5 Responses to Riveting, the verb

  1. mark thorpe says:

    It’s sad to see Jeff Bridges, a great actor, play one of the most worthless / useless villans I’ve ever seen. Not a horrid movie, just forgetable – and like you said, boring.

  2. […] Riveting, the verb – commentary from Precocious Curmudgeon on the forgettable Iron Man. […]

  3. Katherine Dacey says:

    I was equally mystified by the glowing reviews for Ironman, David; I was so bored that I fell asleep watching it in the theater, despite the almost deafening soundtrack. About the only comic book film I’ve ever enjoyed was Ghost World, which did exactly what an adaptation should do: bring new depth and substance to already-familiar characters. I actually prefer the film to Clowes’ original graphic novel, as I think that Thora Birch makes the lead character a genuinely sympathetic figure and not just a disaffected teenage nitwit.

  4. davidpwelsh says:

    If I hadn’t been watching it at home, I would have dozed off too, Kate.

    Ghost World is still probably the best movie adaptation of a comic, in my opinion.
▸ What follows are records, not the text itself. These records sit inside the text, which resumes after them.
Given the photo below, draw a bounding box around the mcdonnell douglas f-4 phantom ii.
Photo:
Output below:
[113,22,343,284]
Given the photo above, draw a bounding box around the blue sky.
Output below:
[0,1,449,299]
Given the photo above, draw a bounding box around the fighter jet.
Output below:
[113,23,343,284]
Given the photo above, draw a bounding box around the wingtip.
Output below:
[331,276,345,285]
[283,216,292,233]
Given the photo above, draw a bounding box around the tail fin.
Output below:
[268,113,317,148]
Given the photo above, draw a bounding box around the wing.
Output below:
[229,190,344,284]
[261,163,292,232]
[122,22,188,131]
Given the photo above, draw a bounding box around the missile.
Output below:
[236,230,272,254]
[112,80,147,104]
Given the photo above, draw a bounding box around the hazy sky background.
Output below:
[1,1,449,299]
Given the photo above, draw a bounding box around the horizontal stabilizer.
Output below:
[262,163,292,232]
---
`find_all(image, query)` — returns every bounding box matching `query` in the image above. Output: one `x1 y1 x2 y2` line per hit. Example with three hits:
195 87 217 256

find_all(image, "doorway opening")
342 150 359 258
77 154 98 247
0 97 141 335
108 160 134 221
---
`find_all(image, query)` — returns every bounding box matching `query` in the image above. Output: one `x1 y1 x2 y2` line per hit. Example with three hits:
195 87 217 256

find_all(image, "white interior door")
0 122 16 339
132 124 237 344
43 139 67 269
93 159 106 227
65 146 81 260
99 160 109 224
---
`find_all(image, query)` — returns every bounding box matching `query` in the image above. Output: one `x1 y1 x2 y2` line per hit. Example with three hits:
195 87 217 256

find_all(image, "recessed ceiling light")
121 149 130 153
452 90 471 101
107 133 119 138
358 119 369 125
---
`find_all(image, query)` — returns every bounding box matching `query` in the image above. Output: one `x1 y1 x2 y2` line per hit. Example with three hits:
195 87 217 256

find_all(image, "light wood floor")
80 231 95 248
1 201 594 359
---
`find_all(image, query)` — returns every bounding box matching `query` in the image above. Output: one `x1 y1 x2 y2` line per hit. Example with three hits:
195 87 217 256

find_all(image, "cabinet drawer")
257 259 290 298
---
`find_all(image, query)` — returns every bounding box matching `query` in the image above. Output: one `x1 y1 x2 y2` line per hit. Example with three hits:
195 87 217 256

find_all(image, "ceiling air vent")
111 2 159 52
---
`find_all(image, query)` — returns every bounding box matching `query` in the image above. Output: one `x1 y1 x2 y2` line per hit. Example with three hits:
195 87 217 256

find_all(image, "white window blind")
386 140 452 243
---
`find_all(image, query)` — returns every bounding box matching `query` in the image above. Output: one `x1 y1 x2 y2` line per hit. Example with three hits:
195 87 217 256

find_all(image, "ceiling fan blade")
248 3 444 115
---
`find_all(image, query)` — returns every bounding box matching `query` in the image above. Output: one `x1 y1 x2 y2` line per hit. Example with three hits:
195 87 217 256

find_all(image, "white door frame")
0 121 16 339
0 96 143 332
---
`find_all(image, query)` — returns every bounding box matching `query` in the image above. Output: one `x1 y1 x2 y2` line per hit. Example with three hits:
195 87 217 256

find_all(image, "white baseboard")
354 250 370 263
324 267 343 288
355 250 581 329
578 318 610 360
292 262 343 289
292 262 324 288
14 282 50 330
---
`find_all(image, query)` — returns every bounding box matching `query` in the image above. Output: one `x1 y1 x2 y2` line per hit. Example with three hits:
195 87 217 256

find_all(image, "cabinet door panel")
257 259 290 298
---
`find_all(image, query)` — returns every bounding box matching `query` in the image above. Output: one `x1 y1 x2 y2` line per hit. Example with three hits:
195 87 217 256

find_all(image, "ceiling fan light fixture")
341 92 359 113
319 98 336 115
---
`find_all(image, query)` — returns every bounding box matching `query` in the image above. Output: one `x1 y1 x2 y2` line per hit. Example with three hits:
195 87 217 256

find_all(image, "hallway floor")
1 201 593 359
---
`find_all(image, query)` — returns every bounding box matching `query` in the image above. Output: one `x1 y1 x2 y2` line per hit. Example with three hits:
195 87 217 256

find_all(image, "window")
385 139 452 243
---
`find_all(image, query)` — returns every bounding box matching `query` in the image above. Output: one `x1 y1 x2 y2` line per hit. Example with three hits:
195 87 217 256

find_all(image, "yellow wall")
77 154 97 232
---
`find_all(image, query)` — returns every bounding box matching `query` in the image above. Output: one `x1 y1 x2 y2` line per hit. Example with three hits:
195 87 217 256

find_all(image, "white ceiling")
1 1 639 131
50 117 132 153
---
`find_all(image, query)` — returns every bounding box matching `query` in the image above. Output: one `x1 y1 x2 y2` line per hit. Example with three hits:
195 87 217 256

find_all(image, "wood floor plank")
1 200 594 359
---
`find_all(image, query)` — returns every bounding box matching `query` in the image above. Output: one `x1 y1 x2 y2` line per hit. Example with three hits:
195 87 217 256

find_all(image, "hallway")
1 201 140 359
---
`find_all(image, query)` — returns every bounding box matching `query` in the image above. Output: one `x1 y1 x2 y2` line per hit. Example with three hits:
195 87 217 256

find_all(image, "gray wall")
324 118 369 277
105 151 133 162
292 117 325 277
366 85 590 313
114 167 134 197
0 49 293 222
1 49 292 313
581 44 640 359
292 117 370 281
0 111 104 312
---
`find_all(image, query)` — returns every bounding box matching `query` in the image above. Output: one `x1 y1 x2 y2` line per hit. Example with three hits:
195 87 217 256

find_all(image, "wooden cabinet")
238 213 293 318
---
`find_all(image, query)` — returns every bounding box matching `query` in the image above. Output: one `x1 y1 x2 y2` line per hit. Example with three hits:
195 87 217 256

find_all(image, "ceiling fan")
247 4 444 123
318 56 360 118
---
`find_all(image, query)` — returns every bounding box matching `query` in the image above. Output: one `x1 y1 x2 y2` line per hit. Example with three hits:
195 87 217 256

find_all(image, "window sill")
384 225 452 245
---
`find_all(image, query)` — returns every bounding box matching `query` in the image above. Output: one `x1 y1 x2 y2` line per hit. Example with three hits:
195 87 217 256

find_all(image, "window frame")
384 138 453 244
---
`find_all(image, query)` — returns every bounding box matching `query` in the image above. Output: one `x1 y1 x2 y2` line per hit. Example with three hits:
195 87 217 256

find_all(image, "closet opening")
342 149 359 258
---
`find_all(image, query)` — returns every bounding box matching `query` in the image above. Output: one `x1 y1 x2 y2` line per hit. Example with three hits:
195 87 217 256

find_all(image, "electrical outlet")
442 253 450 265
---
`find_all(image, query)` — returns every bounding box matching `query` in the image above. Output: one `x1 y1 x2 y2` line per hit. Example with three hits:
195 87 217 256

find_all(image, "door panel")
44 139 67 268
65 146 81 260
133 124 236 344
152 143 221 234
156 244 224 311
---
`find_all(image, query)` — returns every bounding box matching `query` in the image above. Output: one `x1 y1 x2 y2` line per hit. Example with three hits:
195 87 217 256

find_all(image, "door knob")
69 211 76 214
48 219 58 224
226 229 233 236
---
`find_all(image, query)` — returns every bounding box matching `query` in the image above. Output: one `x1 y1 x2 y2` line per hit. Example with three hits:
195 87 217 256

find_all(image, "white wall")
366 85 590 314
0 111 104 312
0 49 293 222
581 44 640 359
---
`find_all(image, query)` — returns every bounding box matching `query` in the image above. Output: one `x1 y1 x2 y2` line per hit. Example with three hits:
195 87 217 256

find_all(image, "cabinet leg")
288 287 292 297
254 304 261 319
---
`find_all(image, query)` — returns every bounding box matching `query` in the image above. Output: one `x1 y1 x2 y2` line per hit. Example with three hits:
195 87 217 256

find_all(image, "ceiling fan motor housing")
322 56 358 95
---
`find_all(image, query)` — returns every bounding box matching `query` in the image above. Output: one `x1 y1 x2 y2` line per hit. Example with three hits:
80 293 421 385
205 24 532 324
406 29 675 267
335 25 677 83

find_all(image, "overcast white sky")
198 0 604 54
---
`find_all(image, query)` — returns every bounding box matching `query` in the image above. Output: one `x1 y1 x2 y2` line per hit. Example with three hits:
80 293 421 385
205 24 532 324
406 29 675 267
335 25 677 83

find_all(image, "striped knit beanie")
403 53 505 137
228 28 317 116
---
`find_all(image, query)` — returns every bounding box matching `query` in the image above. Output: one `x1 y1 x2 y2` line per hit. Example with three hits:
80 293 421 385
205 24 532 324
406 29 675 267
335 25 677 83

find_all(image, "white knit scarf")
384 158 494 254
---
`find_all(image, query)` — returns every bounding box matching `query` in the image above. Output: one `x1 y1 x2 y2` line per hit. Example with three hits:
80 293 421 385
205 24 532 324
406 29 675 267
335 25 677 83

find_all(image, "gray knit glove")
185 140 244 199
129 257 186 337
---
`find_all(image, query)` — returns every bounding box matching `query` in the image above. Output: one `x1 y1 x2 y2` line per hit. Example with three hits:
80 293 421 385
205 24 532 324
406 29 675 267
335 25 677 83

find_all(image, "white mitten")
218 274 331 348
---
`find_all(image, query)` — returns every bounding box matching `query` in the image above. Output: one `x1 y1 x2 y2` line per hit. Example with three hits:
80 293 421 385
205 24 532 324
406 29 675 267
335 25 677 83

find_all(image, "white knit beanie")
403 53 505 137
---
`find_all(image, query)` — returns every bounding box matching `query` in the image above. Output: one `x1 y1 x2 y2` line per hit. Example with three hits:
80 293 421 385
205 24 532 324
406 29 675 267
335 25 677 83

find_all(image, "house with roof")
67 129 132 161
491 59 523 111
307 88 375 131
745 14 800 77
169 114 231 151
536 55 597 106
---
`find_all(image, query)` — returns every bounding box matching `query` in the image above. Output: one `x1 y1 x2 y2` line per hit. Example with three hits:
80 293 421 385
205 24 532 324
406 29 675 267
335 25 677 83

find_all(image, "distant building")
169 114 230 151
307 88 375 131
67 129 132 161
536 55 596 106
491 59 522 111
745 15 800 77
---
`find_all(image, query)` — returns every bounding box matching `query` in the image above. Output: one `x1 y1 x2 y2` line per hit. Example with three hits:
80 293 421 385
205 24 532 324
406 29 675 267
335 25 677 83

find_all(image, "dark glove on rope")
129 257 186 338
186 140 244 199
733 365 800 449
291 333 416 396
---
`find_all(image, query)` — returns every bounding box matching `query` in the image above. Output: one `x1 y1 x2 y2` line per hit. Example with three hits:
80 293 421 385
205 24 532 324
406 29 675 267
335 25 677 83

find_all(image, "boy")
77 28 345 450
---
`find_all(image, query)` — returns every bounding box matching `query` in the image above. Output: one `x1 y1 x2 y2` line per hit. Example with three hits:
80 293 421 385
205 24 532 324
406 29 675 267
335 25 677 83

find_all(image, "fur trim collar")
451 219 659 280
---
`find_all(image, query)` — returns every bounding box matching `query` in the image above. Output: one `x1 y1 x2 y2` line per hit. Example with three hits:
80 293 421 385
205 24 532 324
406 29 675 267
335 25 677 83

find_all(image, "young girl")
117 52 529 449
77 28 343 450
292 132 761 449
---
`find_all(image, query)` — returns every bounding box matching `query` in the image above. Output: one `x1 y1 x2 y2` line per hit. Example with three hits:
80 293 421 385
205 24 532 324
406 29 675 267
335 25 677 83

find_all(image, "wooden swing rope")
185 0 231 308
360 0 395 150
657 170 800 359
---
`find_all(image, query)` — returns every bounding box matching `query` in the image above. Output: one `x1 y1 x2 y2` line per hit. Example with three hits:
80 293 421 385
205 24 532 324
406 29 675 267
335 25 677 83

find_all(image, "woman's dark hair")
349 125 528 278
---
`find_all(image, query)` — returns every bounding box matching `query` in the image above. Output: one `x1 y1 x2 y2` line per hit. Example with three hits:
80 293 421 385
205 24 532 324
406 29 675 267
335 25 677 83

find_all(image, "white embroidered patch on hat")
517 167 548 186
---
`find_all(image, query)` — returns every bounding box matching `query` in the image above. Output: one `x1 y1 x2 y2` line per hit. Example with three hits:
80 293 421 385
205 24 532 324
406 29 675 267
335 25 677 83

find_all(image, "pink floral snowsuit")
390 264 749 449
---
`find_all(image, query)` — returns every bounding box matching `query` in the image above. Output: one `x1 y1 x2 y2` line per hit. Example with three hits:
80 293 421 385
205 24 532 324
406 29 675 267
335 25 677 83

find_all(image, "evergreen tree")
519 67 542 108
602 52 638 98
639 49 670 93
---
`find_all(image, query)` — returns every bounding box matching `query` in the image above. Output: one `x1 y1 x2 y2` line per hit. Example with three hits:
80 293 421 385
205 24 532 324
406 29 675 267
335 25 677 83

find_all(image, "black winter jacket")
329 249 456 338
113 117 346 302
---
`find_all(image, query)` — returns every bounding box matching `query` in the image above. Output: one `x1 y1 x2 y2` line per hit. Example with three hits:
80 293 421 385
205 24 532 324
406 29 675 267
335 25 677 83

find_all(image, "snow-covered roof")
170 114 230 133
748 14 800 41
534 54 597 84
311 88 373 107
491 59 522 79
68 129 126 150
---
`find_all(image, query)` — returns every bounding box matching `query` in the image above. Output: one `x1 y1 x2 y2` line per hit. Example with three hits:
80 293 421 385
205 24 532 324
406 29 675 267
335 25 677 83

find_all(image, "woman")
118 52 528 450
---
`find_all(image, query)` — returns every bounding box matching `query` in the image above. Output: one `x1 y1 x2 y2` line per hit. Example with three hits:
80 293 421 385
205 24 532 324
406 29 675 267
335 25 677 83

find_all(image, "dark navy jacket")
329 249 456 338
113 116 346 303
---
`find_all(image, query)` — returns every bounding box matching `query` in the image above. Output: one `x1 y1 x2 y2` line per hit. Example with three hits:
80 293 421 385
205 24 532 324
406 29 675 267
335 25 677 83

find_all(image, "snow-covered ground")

I’m really fond of Tim Burton’s second Batman movie, mostly because of Michelle Pfeiffer being scary and sad and perfect as Catwoman, and because Burton resolutely refused to take more than ten seconds to explain anything. And I liked the first Christopher Reeve Superman movie because the tone was pitched just right and the cast was so great.

  5. Sadie Mattox says:

    Damn it! Some glich caused my post about your post to disappear so you may want to delete the trackback. I was going to say – aren’t they supposedly making a Wonder Woman movie? Also, I really enjoyed Superman I, II and III – I haven’t seen them in years but they were some of my favorites when I was a kid. They were all action and romance and humor, allowing the audience to fill in the emotion without having to be TOLD what to think or feel. That’s my problem with the newest crop. We have to have so much backstory so we know when to feel sorry for Batman or just why he’s so angry. Instead of a quick flashback and then letting the characters/metaphors speak for themselves. I mean, the man dresses up like a BAT – I get that he’s dark you really don’t have to slap my face with it.